Questions fréquentes

Pourquoi le versement mensuel ne produit-il aucun intérêt le premier mois ?

Ce simulateur applique un versement en fin de mois : chaque versement n'est donc capitalisé qu'à partir du mois suivant son dépôt et ne produit aucun intérêt le mois où il est versé. Un versement en début de mois donnerait un capital légèrement supérieur, car chaque somme profiterait d'un mois d'intérêt supplémentaire, multiplié par le nombre de versements sur toute la durée.

Pourquoi l'écart entre le total versé et le capital final grandit-il autant sur longue durée ?

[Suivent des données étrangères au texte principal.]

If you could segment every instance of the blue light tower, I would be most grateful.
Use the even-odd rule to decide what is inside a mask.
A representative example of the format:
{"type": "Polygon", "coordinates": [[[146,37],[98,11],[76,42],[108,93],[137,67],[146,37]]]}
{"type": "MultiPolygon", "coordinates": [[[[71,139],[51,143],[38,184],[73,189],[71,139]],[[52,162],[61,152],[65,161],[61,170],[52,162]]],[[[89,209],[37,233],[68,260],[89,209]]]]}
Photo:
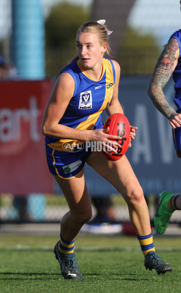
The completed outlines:
{"type": "Polygon", "coordinates": [[[45,77],[45,30],[41,0],[12,0],[12,58],[23,79],[45,77]]]}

Parce que les intérêts se calculent chaque mois sur un solde qui inclut déjà les intérêts précédents : ils s'ajoutent aux intérêts, qui s'ajoutent eux-mêmes aux intérêts suivants. Cet effet est faible les premières années, quand le solde est petit, puis devient de plus en plus visible à mesure que le capital accumulé grossit, ce qui explique pourquoi l'écart se creuse surtout dans la seconde moitié de la durée choisie.

Faut-il entrer un rendement net de frais dans le simulateur ?

Le simulateur applique tel quel le taux saisi, sans retirer aucun frais. Si le rendement réel du placement visé inclut des frais de gestion, d'entrée ou d'arbitrage, il faut les déduire avant de saisir le taux annuel, sinon le capital final affiché sera surestimé par rapport à ce que le placement rapportera réellement.

Ce calcul suffit-il pour préparer un projet comme la retraite ?

Il donne un ordre de grandeur utile pour comparer des hypothèses entre elles, pas une prévision exacte : il suppose un rendement annuel constant, alors que les marchés réels alternent années positives et négatives. Pour un projet précis, il vaut mieux tester plusieurs scénarios de rendement et de durée plutôt que se fier à une seule projection.